There’s a reason that sepsis is known as a hidden killer. It can be hard to diagnose, there’s no one cause, and often, once the inflammatory response has taken hold, it’s too late. In fact, it’s the leading cause of death in U.S. hospitals, UCHealth included.
In 2017, a team at UCHealth University of Colorado Hospital implemented early recognition interventions to stave off the onslaught of sepsis symptoms that include fever, chills, an elevated heart rate, and difficulty breathing. A warning system, an alert team, which included a pharmacist to the process had dramatic results.
“The mortality rate was reduced by 12%,” said Dr. Jeff Glasheen, chief quality officer. That translates to 36 lives saved in the past two years. Plus, the critical time to antibiotics decreased from more than three hours down to 77 minutes. Glasheen was impressed but said, “we needed to do better.”
“We usually look to improve outcomes for an individual disease, such as heart failure or lung cancer,” said Glasheen. “We decided to look beyond the disease from a higher vantage point and implement big changes that would cross all diseases.”
Interventions for sepsis
One of the hurdles: the alert system that monitored pulse and other sepsis indicators was buried in electronic medical records. It might be two hours before a nurse accessed Epic, saw the warning and took action. To address that delay, a pilot program that leverages the power of the Virtual Health Center (VHC) was rolled out in the pulmonary unit in April.

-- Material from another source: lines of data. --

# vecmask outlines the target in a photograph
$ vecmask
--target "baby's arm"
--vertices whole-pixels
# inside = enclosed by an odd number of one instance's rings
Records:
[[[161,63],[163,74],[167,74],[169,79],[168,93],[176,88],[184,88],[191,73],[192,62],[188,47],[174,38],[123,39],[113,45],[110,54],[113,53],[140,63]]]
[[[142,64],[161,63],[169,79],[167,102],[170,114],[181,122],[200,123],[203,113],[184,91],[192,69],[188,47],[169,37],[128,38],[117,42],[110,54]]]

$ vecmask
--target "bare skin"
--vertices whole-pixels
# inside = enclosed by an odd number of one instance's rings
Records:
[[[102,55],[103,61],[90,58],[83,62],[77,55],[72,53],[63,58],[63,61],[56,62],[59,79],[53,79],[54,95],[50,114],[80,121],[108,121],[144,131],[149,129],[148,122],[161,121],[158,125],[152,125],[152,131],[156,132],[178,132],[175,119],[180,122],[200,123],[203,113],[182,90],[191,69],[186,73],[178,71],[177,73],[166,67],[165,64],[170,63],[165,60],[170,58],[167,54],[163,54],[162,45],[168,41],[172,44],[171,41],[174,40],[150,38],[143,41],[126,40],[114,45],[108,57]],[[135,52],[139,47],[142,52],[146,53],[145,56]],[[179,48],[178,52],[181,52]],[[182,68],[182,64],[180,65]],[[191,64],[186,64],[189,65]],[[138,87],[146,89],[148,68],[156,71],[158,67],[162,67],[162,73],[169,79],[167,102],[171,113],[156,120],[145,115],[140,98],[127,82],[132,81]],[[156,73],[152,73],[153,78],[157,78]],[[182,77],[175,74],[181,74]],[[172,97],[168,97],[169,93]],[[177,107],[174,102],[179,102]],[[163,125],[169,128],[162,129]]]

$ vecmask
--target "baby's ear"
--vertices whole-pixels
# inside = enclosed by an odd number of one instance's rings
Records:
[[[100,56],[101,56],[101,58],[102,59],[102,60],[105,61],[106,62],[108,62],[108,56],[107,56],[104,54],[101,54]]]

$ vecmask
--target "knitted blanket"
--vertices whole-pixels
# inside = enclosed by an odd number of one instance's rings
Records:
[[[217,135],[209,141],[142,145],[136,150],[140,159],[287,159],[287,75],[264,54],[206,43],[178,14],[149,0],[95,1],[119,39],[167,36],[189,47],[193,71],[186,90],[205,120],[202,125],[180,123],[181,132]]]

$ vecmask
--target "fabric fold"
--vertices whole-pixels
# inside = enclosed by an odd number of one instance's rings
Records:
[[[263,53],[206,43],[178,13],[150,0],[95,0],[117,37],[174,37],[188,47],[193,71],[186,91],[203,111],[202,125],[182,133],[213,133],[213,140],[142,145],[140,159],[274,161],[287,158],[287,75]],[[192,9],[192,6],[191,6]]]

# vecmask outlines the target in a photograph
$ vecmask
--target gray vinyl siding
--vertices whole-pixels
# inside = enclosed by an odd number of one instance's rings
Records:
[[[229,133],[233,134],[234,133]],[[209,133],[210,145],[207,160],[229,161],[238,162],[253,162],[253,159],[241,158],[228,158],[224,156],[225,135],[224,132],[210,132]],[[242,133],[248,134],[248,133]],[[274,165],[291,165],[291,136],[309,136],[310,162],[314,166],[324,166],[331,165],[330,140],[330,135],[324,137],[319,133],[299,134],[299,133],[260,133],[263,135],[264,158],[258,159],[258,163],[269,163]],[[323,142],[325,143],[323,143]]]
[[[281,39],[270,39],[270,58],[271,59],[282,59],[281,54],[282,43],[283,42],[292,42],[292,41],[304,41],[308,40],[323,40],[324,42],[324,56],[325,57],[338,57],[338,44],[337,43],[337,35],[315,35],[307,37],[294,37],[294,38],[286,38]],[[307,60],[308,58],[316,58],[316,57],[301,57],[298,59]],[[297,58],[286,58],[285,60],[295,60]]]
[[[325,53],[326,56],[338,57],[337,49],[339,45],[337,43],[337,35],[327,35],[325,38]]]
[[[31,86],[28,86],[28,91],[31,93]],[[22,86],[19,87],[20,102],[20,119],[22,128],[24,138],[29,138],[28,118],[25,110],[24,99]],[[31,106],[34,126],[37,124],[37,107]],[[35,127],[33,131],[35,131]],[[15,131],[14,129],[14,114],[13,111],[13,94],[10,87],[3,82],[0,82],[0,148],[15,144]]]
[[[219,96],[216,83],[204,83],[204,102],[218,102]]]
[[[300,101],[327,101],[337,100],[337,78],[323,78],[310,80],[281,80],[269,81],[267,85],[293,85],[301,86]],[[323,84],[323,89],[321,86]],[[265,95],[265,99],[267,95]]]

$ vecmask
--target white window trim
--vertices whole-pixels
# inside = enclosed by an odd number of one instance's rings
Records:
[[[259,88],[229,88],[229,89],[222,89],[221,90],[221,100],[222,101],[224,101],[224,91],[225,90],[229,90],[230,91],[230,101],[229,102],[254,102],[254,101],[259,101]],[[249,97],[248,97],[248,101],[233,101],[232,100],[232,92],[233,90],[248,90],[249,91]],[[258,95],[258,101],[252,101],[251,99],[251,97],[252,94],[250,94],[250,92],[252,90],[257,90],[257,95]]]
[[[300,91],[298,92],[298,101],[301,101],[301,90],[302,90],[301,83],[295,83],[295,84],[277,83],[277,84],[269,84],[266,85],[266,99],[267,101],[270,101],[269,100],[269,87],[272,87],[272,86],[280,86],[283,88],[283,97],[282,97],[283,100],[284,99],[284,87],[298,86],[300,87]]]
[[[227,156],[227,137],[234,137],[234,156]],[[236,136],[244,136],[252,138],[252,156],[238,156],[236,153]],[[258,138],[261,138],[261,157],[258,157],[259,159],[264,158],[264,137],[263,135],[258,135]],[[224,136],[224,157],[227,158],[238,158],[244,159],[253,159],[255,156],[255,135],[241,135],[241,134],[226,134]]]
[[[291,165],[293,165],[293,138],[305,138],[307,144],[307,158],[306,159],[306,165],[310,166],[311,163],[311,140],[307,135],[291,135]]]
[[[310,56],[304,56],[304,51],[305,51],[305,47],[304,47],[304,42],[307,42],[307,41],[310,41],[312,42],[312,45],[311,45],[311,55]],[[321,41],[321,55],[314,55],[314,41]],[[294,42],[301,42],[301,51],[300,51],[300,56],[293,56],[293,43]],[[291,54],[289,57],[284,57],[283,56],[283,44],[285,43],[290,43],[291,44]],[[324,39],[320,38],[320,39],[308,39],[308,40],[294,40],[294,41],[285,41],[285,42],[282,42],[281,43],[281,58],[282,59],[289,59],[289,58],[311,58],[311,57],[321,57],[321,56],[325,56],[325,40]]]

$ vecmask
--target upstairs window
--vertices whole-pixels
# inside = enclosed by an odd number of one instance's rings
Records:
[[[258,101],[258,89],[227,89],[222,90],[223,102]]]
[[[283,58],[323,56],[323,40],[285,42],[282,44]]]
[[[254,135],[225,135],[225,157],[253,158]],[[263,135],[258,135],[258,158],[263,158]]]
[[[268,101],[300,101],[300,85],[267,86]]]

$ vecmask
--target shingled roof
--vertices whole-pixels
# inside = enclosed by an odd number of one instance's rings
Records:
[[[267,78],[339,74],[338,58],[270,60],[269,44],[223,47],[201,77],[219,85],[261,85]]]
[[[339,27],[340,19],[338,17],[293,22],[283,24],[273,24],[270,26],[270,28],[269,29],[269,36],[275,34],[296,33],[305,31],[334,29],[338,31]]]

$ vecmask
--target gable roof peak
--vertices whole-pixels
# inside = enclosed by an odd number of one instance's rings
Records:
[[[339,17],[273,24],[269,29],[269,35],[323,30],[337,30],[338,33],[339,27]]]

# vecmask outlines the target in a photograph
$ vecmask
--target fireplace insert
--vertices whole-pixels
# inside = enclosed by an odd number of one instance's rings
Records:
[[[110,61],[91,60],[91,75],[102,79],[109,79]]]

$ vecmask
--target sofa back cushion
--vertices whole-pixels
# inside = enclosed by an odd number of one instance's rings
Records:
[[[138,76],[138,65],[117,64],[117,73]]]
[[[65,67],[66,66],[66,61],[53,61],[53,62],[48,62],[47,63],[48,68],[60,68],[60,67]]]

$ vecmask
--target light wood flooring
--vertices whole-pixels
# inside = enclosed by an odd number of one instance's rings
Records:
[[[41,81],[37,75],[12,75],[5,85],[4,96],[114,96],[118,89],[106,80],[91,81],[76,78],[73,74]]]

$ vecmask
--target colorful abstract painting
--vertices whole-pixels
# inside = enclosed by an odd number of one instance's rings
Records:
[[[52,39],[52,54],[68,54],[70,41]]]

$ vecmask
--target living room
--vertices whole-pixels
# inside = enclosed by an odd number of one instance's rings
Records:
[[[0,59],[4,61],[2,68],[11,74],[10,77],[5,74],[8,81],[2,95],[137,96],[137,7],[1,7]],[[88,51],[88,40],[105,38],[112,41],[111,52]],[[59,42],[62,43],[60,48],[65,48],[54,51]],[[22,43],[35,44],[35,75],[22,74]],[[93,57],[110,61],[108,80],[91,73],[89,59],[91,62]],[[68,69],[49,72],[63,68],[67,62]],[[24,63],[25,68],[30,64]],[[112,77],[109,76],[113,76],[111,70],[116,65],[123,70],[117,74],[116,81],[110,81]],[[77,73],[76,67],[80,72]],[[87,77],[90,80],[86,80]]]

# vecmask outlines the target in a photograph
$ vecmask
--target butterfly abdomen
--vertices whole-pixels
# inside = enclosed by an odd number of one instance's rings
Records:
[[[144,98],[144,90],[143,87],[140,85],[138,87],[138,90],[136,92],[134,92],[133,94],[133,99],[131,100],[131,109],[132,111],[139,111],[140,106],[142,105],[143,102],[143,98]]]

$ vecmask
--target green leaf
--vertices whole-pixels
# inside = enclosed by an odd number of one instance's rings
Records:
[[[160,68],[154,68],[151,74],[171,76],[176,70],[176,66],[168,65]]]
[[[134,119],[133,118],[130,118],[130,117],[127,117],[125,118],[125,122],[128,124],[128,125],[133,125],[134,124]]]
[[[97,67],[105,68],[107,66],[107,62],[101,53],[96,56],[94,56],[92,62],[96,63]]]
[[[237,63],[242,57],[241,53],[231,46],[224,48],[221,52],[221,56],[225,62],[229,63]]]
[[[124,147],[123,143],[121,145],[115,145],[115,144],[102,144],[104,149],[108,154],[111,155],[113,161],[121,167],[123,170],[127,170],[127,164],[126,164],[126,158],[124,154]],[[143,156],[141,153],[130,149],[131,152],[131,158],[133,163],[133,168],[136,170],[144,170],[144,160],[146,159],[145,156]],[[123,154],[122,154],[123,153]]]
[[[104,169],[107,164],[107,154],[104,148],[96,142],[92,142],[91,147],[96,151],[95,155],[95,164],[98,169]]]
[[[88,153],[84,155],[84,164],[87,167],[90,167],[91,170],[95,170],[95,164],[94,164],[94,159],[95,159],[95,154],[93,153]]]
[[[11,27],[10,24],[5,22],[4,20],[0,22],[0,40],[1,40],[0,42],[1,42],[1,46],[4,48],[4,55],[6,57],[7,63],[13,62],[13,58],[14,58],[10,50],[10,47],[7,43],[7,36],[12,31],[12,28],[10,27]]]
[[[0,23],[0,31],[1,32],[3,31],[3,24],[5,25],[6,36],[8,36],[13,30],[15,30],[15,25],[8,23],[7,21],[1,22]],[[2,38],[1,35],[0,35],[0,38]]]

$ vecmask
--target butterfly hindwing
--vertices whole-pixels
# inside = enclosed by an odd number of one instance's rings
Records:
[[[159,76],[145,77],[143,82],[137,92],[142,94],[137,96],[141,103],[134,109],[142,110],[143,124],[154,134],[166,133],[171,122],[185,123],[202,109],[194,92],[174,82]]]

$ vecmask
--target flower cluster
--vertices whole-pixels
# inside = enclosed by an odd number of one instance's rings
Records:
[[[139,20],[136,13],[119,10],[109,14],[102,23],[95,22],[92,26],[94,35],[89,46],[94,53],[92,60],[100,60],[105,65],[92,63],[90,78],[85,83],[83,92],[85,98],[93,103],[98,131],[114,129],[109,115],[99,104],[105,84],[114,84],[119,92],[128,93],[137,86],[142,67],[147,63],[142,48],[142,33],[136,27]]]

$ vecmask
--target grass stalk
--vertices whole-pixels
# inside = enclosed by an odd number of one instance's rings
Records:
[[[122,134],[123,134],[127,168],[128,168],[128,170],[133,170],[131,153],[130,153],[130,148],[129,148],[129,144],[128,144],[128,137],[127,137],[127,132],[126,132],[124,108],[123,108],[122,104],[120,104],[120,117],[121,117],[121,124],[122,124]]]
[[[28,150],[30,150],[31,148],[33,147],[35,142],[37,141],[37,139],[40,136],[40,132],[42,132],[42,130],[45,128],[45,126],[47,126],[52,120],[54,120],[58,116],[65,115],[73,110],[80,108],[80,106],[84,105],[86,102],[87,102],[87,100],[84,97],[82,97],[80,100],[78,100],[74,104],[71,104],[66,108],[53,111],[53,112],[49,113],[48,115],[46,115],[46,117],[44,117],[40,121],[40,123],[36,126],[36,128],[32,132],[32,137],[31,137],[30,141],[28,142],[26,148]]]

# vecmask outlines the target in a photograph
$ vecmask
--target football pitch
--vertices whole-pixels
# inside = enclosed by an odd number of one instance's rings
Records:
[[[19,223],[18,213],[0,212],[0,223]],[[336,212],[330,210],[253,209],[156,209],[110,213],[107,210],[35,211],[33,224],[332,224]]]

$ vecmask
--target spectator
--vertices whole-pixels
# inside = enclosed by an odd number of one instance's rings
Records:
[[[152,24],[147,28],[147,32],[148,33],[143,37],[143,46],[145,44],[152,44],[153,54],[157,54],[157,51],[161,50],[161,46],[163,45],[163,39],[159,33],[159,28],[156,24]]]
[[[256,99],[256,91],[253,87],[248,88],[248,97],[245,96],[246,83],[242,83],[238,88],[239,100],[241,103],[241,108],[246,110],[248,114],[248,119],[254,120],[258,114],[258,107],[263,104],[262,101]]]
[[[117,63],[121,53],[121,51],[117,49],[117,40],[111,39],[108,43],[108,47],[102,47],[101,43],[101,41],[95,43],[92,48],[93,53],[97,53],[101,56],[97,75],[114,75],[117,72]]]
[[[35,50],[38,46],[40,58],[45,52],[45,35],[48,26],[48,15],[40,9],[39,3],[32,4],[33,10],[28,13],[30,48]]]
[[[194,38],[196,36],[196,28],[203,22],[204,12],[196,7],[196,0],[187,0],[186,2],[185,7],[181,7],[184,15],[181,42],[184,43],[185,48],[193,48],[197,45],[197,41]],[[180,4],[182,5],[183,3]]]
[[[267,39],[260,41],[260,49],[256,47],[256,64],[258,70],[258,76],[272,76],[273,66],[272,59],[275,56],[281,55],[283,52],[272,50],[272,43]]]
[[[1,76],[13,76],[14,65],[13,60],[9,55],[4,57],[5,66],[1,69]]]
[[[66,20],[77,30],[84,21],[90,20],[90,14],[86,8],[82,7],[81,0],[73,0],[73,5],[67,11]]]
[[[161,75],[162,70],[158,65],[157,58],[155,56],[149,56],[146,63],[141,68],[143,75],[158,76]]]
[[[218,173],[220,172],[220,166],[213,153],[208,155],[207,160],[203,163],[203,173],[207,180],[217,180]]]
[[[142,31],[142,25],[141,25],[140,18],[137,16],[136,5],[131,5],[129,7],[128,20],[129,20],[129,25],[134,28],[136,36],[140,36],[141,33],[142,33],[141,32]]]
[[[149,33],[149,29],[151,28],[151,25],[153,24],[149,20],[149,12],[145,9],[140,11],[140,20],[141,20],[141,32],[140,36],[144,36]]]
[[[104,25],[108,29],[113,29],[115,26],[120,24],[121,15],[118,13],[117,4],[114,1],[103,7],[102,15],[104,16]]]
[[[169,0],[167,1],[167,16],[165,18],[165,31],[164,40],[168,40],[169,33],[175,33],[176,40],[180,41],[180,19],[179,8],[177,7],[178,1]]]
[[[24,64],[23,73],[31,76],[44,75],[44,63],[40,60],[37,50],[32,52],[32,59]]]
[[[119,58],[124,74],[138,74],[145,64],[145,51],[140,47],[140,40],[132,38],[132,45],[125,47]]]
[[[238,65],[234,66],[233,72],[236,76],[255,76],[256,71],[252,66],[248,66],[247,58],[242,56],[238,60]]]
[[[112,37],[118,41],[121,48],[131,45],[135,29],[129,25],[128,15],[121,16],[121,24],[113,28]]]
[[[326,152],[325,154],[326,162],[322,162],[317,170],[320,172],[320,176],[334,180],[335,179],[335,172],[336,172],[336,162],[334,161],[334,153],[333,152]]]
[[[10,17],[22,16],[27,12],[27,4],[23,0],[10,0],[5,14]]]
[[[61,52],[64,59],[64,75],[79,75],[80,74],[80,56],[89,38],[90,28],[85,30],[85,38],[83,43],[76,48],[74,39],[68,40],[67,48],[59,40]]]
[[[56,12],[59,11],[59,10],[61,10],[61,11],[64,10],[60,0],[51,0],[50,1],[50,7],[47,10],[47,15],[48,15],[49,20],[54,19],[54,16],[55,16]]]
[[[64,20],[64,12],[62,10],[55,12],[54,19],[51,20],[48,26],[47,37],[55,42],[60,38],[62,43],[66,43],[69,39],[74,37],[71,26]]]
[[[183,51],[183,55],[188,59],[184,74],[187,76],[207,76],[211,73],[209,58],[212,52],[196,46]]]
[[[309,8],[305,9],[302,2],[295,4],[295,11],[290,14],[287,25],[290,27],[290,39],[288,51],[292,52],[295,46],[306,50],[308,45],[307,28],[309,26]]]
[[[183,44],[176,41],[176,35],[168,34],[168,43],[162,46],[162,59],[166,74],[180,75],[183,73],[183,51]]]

The VHC is staffed by physicians, nurses and technicians who monitor patient vitals and labs. At the same time, advanced software factors in socio-economic data (for example, marital status), labs and vital signs and filters out points that produced false positives in the past. Any red flags and a direct call from the VHC to the bedside team escalates the issue. This triggers what Glasheen says is the most crucial step – human interaction.
“This system is totally dependent on the partnership between the bedside team and a human-to-human conversation with the VHC,” said Glasheen.
“While data is a huge predictive tool, it cannot and will never replace clinical acumen. A nurse, for example, will be aware that the patient just returned from PT – hence, the elevated heart rate If the bedside team concurs or supplements the findings with their own clinical input,” Glasheen said. “That’s when we’ve really moved the needle in terms of when we take action.” The ACE unit, MDSS, orthopedics, general surgery, transplant and others were phased into the VHC program over the summer. And while the final data is still being compiled, early results are show significantly earlier intervention in these critical ill patients.
“This process very immediately saves lives,” said Glasheen.